Open joelweinberger opened 8 years ago
Since you can polyfill WebSockets fairly soon, disallowing might be okay.
For the Sandstorm use case[0], disallowing websockets would be pretty disappointing, as many of our apps use them extensively -- some without any fallback.
[0] https://docs.sandstorm.io/en/latest/administering/wildcard/#why-sandstorm-needs-wildcard-dns
Fair enough. If we disallowed it, I would consider that a temporary measure for v1 until we decided exactly what to do. @kentonv, do you have particular thoughts on how to work them into the spec today? Just put a Suborigin header in the request?
I'm not very familiar with the spec, but it seems like the right solution is to include a Suborigin
header, and for the Origin
header to contain the "serialized suborigin value" as with CORS requests.
I think WebSockets can also be pretty easily faked using iframe based privilege separation: it sucks but I think for v1 we have to be pretty brutal about getting a MVP out and seeing how developers use it and what are the issues/problems using it. So, I am totally fine with punting it for v1.
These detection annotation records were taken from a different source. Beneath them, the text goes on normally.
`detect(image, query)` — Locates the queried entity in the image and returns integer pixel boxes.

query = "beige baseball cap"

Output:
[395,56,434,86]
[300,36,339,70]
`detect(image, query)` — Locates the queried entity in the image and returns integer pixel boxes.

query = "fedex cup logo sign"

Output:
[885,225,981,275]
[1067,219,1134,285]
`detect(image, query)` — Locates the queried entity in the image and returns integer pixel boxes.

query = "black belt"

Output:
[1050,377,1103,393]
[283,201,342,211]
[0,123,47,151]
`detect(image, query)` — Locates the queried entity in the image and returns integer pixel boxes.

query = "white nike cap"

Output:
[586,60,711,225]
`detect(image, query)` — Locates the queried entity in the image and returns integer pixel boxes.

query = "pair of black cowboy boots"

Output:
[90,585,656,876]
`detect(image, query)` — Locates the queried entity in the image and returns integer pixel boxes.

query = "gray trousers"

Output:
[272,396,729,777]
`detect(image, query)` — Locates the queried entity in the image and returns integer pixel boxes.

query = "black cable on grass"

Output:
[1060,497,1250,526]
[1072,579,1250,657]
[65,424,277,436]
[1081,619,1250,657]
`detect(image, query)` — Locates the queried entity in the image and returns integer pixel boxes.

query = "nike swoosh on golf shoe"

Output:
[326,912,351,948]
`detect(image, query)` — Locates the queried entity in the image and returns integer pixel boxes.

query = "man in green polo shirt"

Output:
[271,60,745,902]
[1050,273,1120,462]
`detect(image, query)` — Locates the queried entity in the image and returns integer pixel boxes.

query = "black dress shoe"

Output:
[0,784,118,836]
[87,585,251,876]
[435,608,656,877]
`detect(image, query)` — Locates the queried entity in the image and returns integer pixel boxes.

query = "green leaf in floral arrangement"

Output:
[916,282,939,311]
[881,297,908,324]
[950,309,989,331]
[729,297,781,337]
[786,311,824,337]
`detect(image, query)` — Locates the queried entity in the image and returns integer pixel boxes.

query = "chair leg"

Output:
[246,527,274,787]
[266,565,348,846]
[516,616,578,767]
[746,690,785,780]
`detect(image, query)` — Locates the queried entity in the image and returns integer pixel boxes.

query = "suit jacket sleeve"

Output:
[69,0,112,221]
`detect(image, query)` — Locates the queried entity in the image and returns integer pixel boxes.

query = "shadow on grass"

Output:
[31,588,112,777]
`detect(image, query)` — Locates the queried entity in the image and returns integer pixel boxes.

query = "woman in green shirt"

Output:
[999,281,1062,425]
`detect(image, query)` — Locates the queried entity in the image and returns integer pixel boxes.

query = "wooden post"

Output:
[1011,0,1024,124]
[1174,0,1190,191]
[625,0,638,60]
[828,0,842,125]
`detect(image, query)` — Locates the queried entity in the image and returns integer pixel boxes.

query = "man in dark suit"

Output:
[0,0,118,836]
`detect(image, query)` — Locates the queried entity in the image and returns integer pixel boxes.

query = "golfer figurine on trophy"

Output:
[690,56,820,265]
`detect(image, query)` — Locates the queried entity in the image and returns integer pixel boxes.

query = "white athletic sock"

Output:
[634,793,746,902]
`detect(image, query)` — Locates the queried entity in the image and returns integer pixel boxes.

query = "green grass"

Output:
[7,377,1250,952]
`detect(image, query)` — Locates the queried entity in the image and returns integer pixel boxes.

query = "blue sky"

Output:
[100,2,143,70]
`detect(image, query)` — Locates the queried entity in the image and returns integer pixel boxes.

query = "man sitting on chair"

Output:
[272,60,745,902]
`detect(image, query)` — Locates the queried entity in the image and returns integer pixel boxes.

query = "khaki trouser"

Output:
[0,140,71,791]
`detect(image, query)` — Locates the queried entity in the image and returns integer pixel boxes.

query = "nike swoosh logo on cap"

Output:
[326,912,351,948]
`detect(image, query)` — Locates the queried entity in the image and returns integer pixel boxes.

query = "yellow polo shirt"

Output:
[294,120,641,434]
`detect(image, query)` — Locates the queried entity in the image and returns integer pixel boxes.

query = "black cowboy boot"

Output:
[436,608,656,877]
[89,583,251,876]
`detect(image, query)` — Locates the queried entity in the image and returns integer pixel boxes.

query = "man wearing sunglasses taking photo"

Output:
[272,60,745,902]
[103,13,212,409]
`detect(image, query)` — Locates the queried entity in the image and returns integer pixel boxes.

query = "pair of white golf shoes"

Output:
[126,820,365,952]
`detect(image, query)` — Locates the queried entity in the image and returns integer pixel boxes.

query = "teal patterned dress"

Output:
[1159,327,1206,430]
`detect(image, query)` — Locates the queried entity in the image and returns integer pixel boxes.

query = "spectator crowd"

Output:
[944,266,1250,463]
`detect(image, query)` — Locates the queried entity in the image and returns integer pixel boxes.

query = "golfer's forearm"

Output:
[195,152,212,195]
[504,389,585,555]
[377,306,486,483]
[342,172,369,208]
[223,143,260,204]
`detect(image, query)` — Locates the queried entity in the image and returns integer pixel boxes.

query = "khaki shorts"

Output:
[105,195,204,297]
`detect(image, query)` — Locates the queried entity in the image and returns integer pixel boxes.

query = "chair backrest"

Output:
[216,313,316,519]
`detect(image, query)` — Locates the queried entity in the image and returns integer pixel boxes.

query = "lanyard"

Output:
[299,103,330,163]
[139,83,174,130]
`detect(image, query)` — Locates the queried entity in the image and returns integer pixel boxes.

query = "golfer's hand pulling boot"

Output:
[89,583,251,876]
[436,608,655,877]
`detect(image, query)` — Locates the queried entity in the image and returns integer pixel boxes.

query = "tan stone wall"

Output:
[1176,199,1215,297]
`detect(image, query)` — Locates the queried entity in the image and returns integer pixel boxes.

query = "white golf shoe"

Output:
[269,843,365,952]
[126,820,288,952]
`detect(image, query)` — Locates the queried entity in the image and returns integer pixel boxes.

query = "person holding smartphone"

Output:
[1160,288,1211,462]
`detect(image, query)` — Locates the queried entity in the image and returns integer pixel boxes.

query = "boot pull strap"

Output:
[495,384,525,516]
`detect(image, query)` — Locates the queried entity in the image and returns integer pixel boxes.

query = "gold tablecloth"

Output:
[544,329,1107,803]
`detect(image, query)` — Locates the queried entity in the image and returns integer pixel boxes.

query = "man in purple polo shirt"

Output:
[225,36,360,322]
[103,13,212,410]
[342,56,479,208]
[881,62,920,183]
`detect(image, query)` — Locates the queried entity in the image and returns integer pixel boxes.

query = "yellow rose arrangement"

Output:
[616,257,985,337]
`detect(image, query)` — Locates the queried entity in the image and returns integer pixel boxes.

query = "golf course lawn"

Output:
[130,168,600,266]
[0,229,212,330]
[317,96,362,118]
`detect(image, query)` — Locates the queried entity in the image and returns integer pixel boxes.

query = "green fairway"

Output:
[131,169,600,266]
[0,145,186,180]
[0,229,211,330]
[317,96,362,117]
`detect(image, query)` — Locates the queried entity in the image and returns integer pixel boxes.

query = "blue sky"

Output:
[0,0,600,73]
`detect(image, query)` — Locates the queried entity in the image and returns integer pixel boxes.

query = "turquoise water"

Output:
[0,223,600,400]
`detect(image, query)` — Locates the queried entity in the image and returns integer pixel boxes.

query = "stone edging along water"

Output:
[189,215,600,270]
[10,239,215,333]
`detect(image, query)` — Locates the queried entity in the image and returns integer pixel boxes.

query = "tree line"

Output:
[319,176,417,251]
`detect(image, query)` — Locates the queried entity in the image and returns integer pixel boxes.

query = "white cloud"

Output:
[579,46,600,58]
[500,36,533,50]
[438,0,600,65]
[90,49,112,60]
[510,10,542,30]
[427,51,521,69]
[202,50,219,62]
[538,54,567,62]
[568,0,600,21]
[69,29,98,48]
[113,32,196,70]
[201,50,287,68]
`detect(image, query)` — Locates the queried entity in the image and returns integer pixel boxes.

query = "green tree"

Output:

Both in the spec and Chrome implementation, we've disabled WebSockets for v1. I'm leaving this issue open, though, and reclassifying it from bug to next-version so we can hopefully re-enable WebSockets in v2.
I think we've discussed before that WebSockets should simply be disallowed. If that's the case, that should be explicitly added to the spec. If not, I assume we'll need to add Suborigin headers to requests. Either way, we need to spec out a solution.